Only when I deploy my django app to apache and force the view to execute does the error come up.

Thanks in advance.

Alon Swartz's picture

BROKER_HOST and some other ideas...

Are you sure that BROKER_HOST is configured correctly?

The first thing I would try is to start the celery daemon in debugging mode, by passing DEBUG instead of INFO.

If that doesn't yield any fruit, I would try to narrow down the problem by testing each component separately, first on my list would be RabbitMQ - is it setup correctly? Have you tweaked the access control settings?

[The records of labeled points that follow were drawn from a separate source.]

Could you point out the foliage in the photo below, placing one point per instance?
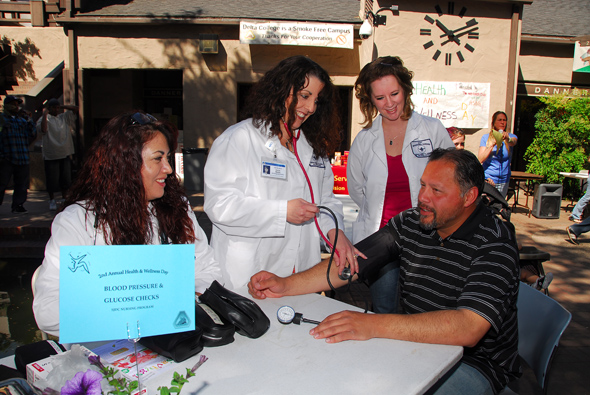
(121, 385)
(562, 139)
(124, 387)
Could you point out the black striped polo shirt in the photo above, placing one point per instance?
(475, 268)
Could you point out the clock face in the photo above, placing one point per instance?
(450, 33)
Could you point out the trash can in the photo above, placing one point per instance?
(547, 200)
(194, 165)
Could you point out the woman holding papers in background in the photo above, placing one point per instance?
(125, 194)
(495, 152)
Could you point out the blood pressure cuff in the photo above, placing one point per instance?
(239, 311)
(178, 346)
(380, 248)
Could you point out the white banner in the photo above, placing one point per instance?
(581, 58)
(297, 33)
(459, 104)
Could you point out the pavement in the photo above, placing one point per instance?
(25, 235)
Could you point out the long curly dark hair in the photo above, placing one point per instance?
(377, 69)
(110, 184)
(266, 103)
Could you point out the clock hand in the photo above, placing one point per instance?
(447, 32)
(460, 34)
(468, 24)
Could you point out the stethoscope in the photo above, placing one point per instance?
(346, 274)
(287, 314)
(294, 139)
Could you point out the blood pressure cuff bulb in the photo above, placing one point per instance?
(239, 311)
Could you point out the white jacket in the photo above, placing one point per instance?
(72, 228)
(366, 170)
(249, 211)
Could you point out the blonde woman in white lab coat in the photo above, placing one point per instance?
(256, 194)
(387, 159)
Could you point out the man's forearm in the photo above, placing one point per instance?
(314, 279)
(455, 327)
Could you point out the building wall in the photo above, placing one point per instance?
(209, 81)
(546, 62)
(38, 50)
(488, 62)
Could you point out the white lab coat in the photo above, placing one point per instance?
(71, 227)
(366, 170)
(249, 211)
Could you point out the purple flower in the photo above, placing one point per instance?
(87, 383)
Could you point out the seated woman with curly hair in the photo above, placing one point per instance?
(125, 194)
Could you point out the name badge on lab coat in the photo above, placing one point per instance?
(273, 168)
(317, 162)
(421, 148)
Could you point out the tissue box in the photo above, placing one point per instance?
(40, 370)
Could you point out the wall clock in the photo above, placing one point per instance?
(451, 33)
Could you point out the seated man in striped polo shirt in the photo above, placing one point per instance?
(458, 280)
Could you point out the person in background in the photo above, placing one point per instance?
(459, 280)
(125, 193)
(458, 137)
(265, 220)
(575, 230)
(17, 133)
(58, 147)
(495, 153)
(387, 159)
(578, 211)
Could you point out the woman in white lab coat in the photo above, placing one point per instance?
(387, 159)
(256, 194)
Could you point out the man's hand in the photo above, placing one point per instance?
(300, 211)
(264, 285)
(346, 325)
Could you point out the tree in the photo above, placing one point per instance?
(562, 140)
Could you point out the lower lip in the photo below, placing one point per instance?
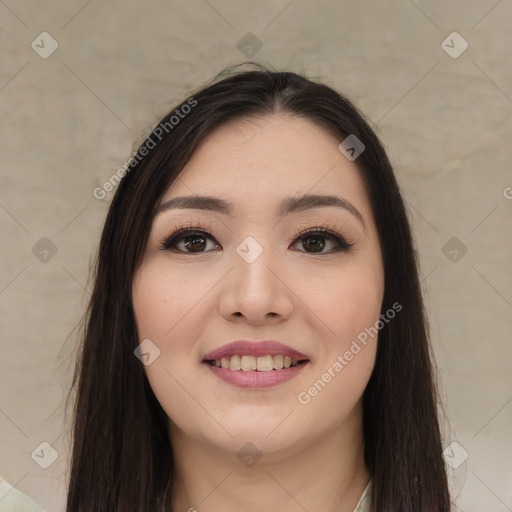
(256, 379)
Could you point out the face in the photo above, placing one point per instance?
(264, 271)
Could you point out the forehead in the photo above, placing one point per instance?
(264, 159)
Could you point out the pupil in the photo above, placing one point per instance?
(196, 245)
(315, 239)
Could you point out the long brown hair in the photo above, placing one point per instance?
(121, 457)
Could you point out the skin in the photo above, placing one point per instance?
(189, 304)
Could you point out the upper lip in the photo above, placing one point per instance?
(254, 348)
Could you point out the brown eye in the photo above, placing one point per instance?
(194, 241)
(314, 240)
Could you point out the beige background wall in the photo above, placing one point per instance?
(69, 121)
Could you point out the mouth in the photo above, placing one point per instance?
(255, 364)
(250, 363)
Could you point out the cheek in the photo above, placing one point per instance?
(167, 305)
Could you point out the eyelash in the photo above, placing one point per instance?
(180, 231)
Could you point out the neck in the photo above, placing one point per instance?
(325, 475)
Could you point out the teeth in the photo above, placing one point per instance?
(252, 363)
(234, 364)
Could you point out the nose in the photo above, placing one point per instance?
(256, 293)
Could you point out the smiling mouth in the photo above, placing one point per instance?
(252, 363)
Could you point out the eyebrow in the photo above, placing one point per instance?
(287, 206)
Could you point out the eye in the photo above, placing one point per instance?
(195, 240)
(314, 239)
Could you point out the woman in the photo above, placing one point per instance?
(256, 336)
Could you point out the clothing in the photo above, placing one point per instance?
(363, 505)
(12, 500)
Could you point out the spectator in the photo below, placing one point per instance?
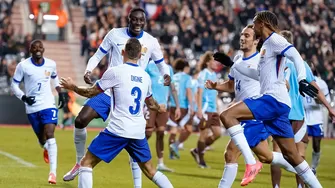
(61, 22)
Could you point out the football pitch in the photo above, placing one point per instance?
(22, 165)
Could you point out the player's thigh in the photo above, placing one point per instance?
(263, 153)
(161, 120)
(232, 153)
(106, 146)
(238, 111)
(95, 107)
(139, 150)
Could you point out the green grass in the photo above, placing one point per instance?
(22, 143)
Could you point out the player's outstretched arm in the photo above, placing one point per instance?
(89, 92)
(227, 86)
(251, 73)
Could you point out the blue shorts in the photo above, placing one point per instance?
(272, 113)
(315, 130)
(254, 132)
(41, 118)
(106, 146)
(101, 104)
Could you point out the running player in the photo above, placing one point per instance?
(296, 115)
(254, 130)
(99, 106)
(182, 82)
(157, 120)
(207, 109)
(314, 119)
(131, 87)
(36, 72)
(274, 100)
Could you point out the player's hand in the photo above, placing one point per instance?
(161, 108)
(177, 114)
(61, 100)
(167, 80)
(307, 88)
(67, 83)
(223, 59)
(210, 84)
(30, 100)
(87, 77)
(199, 114)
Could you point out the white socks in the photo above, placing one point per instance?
(85, 179)
(237, 136)
(52, 152)
(161, 180)
(229, 175)
(279, 160)
(315, 160)
(80, 141)
(306, 174)
(137, 173)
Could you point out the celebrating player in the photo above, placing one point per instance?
(207, 109)
(157, 120)
(99, 106)
(296, 115)
(182, 81)
(246, 87)
(314, 119)
(131, 87)
(274, 100)
(37, 72)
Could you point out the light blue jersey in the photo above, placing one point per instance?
(297, 108)
(159, 91)
(208, 95)
(182, 82)
(195, 87)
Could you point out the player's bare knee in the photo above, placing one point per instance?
(80, 122)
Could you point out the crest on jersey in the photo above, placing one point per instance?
(47, 73)
(144, 50)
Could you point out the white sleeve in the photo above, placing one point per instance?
(158, 58)
(104, 47)
(108, 80)
(251, 73)
(54, 77)
(17, 78)
(293, 55)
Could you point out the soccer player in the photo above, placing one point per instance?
(99, 106)
(246, 87)
(314, 119)
(36, 72)
(182, 82)
(207, 109)
(157, 120)
(274, 100)
(131, 87)
(185, 123)
(296, 115)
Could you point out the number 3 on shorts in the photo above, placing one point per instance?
(135, 109)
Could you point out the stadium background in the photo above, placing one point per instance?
(184, 28)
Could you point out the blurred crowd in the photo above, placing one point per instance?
(13, 46)
(188, 28)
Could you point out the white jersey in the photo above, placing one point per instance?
(313, 110)
(245, 87)
(271, 68)
(115, 41)
(37, 82)
(130, 86)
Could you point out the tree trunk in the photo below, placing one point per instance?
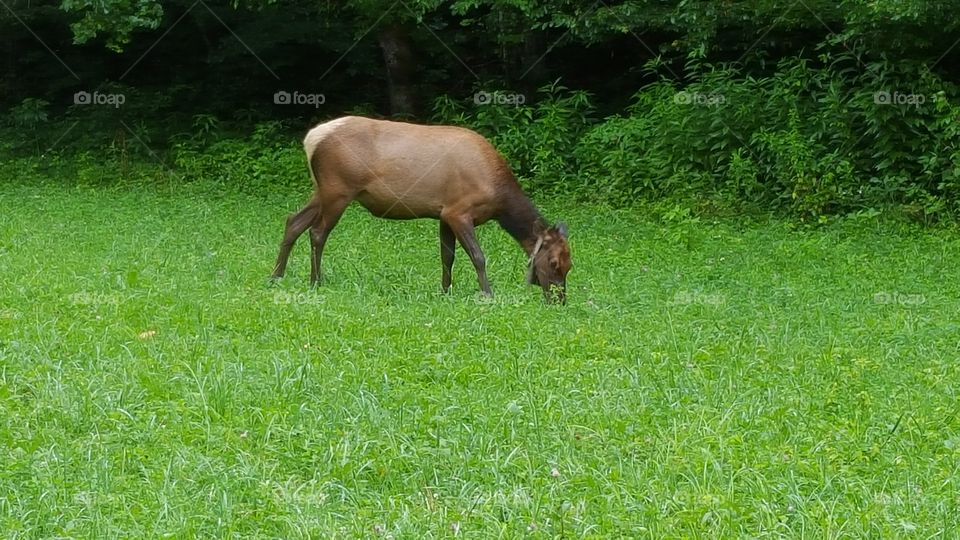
(398, 57)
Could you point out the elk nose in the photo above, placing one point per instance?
(556, 294)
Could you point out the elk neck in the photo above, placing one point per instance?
(521, 219)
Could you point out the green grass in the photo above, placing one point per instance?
(707, 380)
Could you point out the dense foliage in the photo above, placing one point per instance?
(813, 108)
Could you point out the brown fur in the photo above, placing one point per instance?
(398, 170)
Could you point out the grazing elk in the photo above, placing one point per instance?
(398, 170)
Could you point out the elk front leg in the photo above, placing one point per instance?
(448, 245)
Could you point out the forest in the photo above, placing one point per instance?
(809, 108)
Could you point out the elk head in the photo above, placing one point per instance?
(550, 262)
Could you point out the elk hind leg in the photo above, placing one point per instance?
(296, 224)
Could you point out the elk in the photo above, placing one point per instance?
(398, 170)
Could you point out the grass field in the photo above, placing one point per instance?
(706, 380)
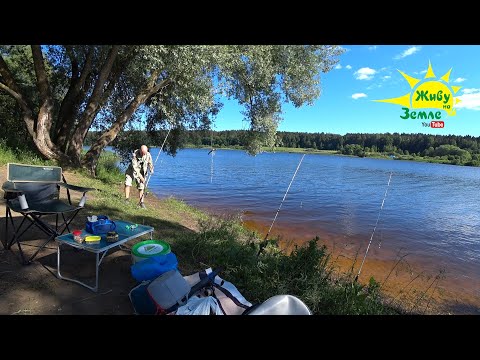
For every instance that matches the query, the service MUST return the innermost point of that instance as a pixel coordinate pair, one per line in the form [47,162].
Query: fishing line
[278,210]
[375,227]
[150,174]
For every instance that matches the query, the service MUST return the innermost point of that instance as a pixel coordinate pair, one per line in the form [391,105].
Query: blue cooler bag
[154,266]
[101,226]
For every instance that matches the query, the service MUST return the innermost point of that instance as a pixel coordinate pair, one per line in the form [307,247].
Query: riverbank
[199,240]
[373,155]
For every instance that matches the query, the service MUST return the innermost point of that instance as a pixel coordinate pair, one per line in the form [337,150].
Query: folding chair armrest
[11,192]
[75,188]
[9,187]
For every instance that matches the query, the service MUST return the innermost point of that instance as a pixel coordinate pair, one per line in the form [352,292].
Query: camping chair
[34,191]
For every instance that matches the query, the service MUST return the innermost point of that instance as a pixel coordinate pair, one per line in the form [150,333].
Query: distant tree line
[453,149]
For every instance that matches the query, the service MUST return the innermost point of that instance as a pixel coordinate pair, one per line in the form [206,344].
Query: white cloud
[410,51]
[358,96]
[469,100]
[365,73]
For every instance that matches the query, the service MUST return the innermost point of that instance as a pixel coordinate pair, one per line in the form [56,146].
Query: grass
[222,242]
[17,155]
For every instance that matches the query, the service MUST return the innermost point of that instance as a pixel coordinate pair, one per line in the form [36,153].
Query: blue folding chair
[34,192]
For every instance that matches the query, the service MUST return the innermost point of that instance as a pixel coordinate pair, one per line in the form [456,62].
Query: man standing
[141,162]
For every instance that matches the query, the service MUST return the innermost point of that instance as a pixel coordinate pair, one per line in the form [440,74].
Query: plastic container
[93,240]
[147,249]
[101,226]
[77,236]
[153,267]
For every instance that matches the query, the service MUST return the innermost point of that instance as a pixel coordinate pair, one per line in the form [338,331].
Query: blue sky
[369,72]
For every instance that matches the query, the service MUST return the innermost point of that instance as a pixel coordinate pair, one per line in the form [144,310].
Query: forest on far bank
[450,149]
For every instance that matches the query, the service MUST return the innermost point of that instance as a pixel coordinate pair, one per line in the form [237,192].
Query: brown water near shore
[415,284]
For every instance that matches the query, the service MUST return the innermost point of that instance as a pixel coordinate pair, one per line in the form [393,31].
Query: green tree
[84,87]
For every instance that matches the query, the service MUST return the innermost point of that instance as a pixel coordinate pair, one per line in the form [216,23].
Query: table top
[124,234]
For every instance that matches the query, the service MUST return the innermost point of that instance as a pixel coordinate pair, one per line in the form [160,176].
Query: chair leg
[5,239]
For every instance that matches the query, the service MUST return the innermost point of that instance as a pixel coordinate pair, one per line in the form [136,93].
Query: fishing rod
[278,210]
[375,227]
[158,155]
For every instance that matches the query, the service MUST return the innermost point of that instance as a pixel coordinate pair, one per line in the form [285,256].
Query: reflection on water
[431,210]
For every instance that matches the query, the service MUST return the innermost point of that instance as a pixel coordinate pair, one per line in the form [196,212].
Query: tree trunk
[71,101]
[92,107]
[90,159]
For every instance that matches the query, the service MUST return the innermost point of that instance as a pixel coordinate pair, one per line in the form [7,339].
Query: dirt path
[35,289]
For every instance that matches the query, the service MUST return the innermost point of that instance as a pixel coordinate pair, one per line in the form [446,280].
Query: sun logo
[429,94]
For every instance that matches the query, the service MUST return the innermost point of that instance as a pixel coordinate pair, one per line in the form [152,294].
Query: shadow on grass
[35,289]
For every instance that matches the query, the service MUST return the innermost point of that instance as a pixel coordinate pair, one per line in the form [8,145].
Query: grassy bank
[200,240]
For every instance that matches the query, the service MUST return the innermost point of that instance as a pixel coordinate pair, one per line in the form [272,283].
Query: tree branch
[11,87]
[7,76]
[40,72]
[71,101]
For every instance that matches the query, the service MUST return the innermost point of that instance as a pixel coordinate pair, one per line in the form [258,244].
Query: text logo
[429,94]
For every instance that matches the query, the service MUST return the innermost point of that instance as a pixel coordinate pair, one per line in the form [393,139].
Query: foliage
[64,91]
[20,155]
[304,273]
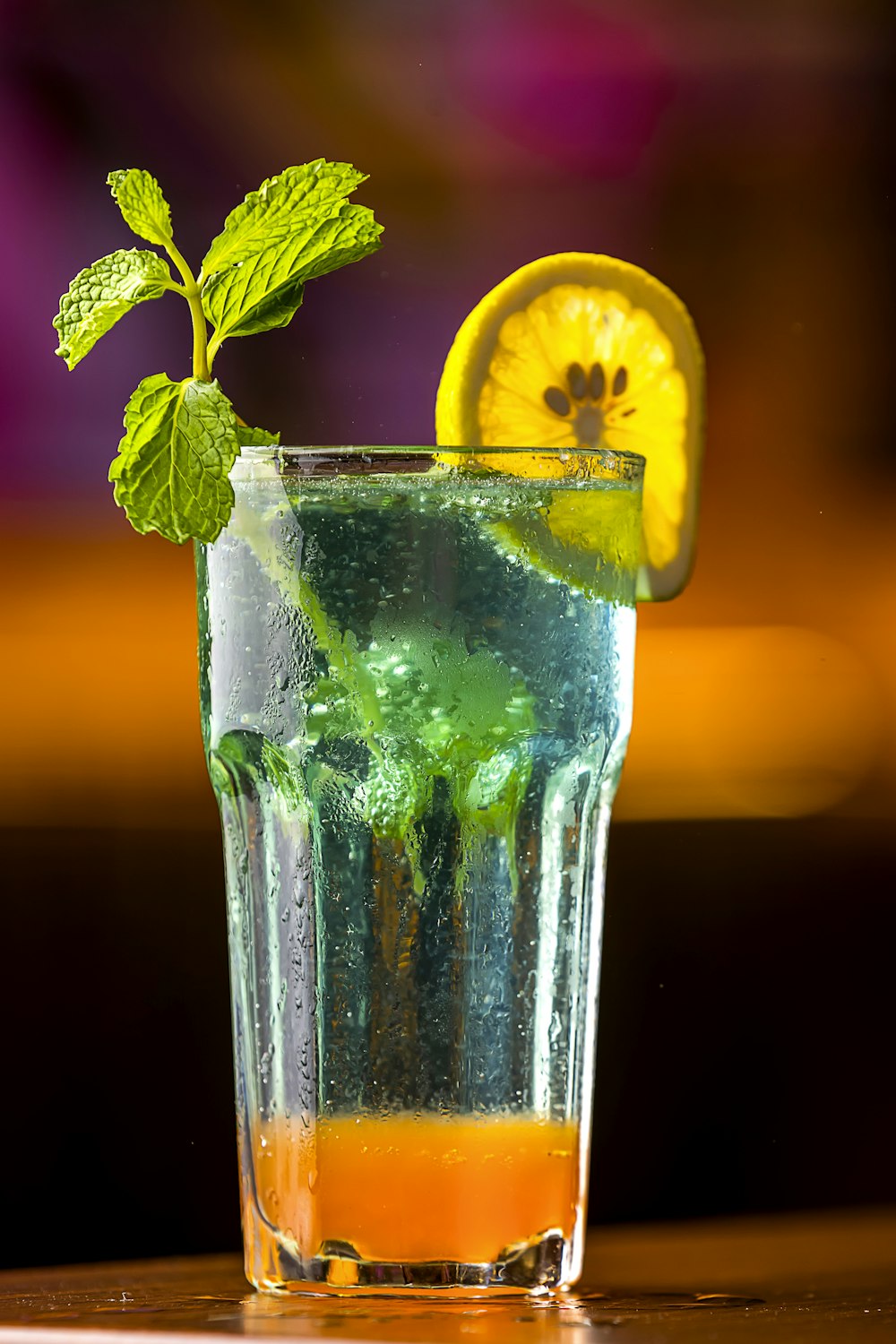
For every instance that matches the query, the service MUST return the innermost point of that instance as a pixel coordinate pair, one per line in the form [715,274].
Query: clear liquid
[414,734]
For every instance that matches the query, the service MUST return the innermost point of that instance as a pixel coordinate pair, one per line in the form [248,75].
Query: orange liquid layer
[406,1188]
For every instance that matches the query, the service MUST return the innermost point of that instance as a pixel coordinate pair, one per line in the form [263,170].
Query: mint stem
[193,293]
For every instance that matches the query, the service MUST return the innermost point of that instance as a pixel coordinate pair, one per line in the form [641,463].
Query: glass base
[536,1266]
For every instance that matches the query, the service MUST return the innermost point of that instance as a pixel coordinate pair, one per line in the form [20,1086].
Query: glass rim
[349,459]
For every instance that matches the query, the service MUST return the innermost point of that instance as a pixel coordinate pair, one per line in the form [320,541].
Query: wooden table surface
[821,1279]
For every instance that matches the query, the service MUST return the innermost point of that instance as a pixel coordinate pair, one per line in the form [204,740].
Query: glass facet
[417,695]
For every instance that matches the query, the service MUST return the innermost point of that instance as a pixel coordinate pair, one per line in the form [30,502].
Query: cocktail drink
[417,695]
[416,675]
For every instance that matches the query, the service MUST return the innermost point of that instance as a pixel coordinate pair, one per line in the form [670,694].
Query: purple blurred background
[737,151]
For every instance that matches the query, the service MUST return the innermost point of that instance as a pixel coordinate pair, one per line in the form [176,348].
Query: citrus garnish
[590,352]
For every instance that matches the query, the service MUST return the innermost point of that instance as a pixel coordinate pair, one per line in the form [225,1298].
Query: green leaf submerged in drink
[182,438]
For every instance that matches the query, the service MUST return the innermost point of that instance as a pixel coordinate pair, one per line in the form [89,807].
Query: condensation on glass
[417,694]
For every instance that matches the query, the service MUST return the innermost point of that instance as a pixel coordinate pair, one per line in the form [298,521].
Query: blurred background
[735,148]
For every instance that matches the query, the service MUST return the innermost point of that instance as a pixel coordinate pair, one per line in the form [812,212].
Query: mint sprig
[182,438]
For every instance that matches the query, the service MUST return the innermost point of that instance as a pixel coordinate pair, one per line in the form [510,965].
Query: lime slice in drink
[584,351]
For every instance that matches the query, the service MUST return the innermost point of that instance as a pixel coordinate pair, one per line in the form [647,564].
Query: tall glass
[417,695]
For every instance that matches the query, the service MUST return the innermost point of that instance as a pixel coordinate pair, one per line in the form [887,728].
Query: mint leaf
[249,437]
[263,290]
[296,228]
[140,199]
[238,304]
[174,461]
[281,204]
[102,293]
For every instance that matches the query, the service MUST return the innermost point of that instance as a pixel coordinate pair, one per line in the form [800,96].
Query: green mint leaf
[171,475]
[140,199]
[290,201]
[265,290]
[241,306]
[102,293]
[249,437]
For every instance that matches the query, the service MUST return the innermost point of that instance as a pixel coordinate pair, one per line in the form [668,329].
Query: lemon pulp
[586,351]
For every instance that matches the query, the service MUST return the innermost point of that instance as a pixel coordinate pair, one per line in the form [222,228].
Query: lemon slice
[586,351]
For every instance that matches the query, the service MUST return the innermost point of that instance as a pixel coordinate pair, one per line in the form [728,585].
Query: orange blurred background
[737,151]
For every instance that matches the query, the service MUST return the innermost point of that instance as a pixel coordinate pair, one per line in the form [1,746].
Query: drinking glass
[416,676]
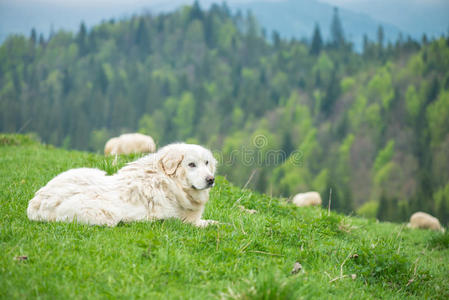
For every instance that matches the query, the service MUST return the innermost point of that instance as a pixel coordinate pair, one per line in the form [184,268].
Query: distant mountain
[411,16]
[291,18]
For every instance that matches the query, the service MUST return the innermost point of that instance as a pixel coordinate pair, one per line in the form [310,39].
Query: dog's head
[192,166]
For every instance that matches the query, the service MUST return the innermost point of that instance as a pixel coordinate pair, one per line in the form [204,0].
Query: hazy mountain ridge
[290,18]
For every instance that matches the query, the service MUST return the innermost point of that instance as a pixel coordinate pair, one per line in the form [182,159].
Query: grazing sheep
[130,143]
[307,199]
[424,221]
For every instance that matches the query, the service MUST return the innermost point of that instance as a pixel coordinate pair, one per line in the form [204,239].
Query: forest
[370,129]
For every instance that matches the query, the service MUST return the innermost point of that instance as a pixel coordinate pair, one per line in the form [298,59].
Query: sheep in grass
[130,143]
[307,199]
[424,221]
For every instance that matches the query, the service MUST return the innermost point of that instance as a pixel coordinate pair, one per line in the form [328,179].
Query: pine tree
[337,34]
[380,36]
[317,41]
[82,39]
[33,36]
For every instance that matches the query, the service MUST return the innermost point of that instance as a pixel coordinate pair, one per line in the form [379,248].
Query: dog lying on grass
[172,183]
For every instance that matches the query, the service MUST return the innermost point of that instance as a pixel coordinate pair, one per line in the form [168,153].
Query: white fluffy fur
[424,221]
[307,199]
[130,143]
[158,186]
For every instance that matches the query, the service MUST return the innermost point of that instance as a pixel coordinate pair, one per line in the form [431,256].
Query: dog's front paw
[205,223]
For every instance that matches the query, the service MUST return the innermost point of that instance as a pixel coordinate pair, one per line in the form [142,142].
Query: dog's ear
[170,162]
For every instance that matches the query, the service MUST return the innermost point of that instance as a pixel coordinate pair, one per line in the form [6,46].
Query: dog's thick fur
[424,221]
[172,183]
[130,143]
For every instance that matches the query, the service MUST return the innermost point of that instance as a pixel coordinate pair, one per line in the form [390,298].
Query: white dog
[172,183]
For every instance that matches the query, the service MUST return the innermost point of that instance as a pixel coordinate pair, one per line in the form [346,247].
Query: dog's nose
[210,180]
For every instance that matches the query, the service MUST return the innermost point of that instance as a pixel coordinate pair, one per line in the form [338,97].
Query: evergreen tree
[82,39]
[336,30]
[380,37]
[317,41]
[33,36]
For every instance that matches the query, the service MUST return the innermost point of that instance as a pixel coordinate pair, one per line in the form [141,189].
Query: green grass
[250,256]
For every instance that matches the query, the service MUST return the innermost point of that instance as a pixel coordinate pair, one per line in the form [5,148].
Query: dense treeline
[292,115]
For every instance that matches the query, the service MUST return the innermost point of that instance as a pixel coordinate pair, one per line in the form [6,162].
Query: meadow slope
[249,256]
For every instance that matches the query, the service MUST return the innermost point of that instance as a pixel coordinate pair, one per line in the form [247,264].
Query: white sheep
[424,221]
[130,143]
[307,199]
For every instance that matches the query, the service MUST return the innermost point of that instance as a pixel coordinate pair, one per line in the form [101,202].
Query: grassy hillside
[249,256]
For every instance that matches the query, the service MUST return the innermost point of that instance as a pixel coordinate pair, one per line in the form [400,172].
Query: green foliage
[412,101]
[437,116]
[380,88]
[384,156]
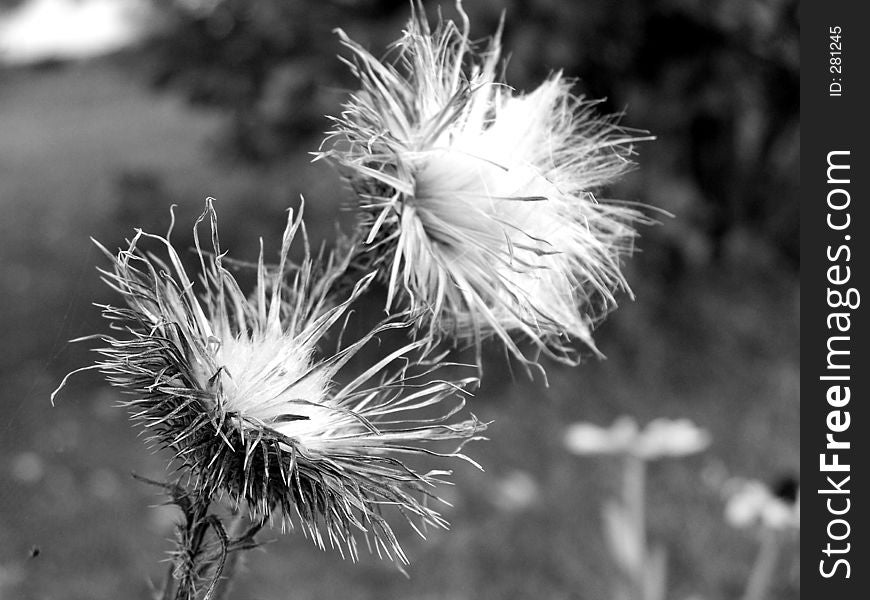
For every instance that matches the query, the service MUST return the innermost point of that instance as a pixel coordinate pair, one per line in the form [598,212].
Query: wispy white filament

You could try any of the different AMQP client libraries. I wrote one called tklamq which is available in the TurnKey repository if you are using a TurnKey image:

apt-get update
apt-get install tklamq

BTW, celery works fine using the Django development server and SQLite - I would use that before testing with Apache and production DB.

I hope the above is helpful.

UPDATE: Just found a chat log with asksol (celery developer) helping out a user with the same error message.

Hi again, So I got celeryd

Hi again,

So I got celeryd working fine when I run it using manage.py. Now I want to move it to my 'production server'.

My understanding is that I need to start celerdy as a daemon. I've seen a few sites claiming what needs to be done but unfortunately none of them explain how to do it for my linux distro (I'm running Arch Linux).

So I did some digging and found that celeryd lives in /usr/bin which means that I should just be able to run it from my command line. I'm not sure if this is the proper way to do it but I tried it nevertheless and I got an error message saying:

NotConfigured: No celeryconfig.py module found! Please make sure it exists and is available to Python.

Now I know for a django application celerdy is supposed to use the settings.py file but I don't know how to do this in a 'production environment'. I did a system wide search for celeryconfig.py and found nothing. 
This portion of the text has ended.